# TF-IDF

In this task Hadoop Streaming is used to process Wikipedia articles dump (/data/wiki/en_articles_part).

The purpose of this task is to calculate tf*idf for each pair (word, article) from the Wikipedia dump. Apply the stop words filter to speed up calculations. Term frequency (tf) is a function depending on a term (word) and a document (article):

tf(term, doc_id) = Nt/N,

where Nt - quantity of particular term in the document, N - the total number of terms in the document (without stop words)

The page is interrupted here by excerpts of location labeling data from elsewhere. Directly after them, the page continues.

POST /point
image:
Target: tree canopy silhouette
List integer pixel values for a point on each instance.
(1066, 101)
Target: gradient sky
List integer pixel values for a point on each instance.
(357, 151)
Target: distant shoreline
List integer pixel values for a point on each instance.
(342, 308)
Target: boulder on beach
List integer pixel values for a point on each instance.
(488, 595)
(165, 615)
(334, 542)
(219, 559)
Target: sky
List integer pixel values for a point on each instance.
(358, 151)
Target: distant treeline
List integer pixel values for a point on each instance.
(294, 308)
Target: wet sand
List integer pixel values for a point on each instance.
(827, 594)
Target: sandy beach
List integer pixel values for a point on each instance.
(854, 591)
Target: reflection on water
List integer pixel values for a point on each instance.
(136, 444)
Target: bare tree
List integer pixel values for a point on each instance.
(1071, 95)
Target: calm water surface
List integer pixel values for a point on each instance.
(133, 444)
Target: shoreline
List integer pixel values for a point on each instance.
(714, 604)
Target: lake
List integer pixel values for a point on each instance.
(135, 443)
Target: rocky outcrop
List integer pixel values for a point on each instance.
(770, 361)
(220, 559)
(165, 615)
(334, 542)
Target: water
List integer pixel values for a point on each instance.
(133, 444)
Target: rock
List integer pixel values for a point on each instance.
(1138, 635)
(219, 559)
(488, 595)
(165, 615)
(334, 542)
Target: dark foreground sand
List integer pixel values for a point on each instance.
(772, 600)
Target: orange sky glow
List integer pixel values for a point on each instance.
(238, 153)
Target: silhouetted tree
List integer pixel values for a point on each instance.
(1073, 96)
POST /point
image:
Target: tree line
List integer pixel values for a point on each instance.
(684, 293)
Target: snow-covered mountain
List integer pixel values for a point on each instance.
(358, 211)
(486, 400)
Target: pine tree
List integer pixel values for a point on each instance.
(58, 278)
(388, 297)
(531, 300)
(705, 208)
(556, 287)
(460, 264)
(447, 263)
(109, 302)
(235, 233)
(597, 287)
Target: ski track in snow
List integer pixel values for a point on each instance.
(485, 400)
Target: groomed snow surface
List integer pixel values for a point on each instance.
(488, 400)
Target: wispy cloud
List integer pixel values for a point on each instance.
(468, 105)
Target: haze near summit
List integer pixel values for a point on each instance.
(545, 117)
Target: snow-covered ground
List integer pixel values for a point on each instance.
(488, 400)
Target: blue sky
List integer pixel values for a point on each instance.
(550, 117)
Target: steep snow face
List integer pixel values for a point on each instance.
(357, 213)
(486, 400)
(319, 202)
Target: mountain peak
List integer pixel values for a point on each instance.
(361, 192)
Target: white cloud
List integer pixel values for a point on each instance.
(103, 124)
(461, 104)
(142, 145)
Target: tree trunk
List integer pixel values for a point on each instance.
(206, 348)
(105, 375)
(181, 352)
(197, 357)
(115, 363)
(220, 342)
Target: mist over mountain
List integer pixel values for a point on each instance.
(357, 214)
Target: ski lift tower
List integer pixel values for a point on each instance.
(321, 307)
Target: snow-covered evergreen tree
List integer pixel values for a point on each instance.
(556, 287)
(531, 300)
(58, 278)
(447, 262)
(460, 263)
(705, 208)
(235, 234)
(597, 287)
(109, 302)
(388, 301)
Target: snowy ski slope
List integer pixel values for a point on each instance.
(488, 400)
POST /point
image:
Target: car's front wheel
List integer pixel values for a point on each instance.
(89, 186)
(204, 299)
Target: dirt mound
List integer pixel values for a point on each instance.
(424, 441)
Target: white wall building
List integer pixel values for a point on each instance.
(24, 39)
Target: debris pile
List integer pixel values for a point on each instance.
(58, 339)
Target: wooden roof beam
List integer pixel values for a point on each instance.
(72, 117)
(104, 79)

Inverse document frequency (idf) is a function depends on a term:

idf(term) = 1/log(1 + Dt),

where Dt - number of documents in the dataset with the particular term.

You can find more information here: https://en.wikipedia.xn--org/wiki/Tfidf-q82h but use just the formulas mentioned above.

Dataset location: /data/wiki/en_articles_part

Stop words list is in ‘/datasets/stop_words_en.txt’ file.

Format: article_id <tab> article_text

## Mapper

Idea is simple: create an array of words of each article. Going through the article, check do we have a word in array (using try-exception mechanism). If exists: increase its count in parallel array containing amount of counts. If it's a new word - add it. It's not the most optimal solution, because scanning through array require some extra time with the increasing of size of articles, but it allows us to calculate everything we need in 1 single run

In [None]:
%%writefile mapper.py
#!/usr/bin/env python2.7
import sys
import re

reload(sys)
sys.setdefaultencoding('utf-8') # required to convert to unicode

path = 'stop_words_en.txt'

def read_stop_words(file_path):
    return set(word.strip().lower() for word in open(file_path))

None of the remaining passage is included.